この2000万本のとげのある植物アルガンツリーは、モロッコ中西部サフィからサハラ砂漠周辺の範囲だけで自生する木です。しかしこの古い木は、今や絶滅寸前。農水省によると、このままでは2007年までにアルガンツリーの35%が枯れてなくなってしまう危険があるとしています。 砂漠化の進行を防ぐ働きもあるアルガンツリーは、非常に貴重な資源でもあります。この木は捨てるところがありません。木は炭を作るのに利用できるし、葉や木の実はヤギの餌。そして木の実からとれるオイルは、薬として、台所の調味料として非常に多くの用途を持つ万能オイルです。
その価値に気づいて、木を守るためCharouf-Chafchaouni教授は、まず、なんとか地元の人達が、アルガンツリーを保存することに興味を持ってもらおうとしました。そして1996年、アルガンオイルを製造する女性だけの協同組合が発足しました。しかし当初、男性はこの団体を快く思わず、理解してもらうには非常な努力が必要でした。でも、この組合の目的が女性を解放することではなく、さらに利益が自分の家にも入ることに気づくと、夫自ら自分の妻に仕事をまわしてほしいと頼みにくるようになりました。それ以来、他にも女性だけの協同組合がTidzi と Mestiに2ヵ所作られ、さらにTiout とAit Bahaにも2ヵ所、今年の終わりまでにできる予定です。どの協同組合も最初は従業員も少なく小規模でしたが、注文が急激に増加したため、今では200人の女性がこの組合の仕事をしてお金を儲けています。この仕事で得られる収入は、月に500から1,000ディルハム。月によって収入は不安定ですが、それでも子ども達を学校へ行かせたり必要な学用品を買う分はまかなえます。女性としての尊厳も得られるのです。

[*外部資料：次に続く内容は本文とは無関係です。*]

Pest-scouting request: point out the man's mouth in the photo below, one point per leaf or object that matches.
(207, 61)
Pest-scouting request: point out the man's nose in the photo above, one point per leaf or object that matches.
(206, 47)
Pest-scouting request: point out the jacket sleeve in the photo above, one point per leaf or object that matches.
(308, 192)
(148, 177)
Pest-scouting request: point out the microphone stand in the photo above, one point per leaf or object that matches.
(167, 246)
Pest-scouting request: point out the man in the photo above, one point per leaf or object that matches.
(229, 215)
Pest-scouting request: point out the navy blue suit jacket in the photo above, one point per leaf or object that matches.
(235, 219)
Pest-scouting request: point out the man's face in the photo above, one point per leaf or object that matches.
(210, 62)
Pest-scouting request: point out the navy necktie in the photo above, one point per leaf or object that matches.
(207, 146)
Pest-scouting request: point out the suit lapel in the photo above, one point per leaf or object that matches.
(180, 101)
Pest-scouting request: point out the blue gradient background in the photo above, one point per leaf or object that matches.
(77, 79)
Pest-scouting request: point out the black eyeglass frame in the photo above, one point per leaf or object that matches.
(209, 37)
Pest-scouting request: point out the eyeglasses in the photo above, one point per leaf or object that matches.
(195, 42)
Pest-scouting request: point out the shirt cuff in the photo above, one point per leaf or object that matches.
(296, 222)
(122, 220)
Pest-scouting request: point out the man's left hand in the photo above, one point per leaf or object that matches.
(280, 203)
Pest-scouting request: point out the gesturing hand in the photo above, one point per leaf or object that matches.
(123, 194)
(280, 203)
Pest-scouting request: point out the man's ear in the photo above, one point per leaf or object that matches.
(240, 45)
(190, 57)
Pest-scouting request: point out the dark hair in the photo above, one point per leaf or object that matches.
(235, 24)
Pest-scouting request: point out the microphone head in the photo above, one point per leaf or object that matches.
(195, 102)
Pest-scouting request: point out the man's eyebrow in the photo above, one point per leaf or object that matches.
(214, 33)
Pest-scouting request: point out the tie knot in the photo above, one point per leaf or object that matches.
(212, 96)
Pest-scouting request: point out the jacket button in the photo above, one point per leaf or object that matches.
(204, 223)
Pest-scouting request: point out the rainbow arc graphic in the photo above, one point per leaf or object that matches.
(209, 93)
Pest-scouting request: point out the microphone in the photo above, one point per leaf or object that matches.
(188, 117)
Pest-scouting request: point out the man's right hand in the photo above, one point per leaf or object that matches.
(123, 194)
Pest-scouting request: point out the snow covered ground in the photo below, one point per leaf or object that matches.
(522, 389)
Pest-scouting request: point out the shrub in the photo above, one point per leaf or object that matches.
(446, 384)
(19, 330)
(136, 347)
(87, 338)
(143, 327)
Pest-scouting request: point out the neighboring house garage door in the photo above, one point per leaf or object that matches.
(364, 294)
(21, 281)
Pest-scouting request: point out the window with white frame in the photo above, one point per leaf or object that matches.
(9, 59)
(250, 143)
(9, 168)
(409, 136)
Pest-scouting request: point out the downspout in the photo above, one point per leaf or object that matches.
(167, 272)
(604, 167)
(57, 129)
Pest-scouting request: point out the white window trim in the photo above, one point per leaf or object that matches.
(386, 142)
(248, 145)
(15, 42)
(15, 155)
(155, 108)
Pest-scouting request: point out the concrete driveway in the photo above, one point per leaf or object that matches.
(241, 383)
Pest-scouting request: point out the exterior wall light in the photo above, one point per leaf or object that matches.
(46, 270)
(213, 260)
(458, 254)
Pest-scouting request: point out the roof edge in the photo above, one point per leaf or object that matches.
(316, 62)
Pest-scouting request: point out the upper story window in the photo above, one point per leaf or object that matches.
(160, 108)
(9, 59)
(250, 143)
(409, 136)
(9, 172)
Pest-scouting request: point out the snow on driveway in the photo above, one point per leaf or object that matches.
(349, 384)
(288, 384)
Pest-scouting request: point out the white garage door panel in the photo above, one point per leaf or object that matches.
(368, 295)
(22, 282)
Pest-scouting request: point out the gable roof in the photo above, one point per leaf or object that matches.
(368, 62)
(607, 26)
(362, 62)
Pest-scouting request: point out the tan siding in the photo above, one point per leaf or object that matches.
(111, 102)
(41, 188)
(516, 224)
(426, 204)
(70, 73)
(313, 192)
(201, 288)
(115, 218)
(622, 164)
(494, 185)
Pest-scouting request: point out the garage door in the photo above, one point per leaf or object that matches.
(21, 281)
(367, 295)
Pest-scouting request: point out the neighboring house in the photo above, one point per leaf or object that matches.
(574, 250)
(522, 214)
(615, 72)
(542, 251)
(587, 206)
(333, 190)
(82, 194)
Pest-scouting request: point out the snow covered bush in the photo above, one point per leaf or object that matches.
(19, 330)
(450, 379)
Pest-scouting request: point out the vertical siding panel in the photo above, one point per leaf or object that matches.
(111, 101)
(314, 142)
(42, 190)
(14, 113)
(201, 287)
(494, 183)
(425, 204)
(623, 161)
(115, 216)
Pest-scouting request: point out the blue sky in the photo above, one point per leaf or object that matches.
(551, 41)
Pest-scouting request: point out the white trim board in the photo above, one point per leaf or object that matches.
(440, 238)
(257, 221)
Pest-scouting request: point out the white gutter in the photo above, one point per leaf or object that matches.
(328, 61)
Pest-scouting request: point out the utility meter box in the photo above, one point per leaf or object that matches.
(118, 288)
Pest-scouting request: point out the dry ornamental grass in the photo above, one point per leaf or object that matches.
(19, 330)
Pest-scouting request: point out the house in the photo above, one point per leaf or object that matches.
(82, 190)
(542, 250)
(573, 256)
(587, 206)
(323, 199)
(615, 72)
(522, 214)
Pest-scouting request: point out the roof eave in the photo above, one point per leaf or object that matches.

組合では教育的な面でもサポートしており、読むことを教える週間単位のコースや、アルガンツリー経営についてのミーティング、さらにコンピュータやマルチメディア、e-コマースといった勉強会まで開催しています。その組合の女性達は、各自で年に10本ずつアルガンツリーを植える活動をしています。
Pr.Zoubidaがもたらしたこの功績を本人は、モロッコの現状を見ようと、勇気をもって自分の研究室を去った結果がこのようになり、非常にうれしいと控えめに話しています。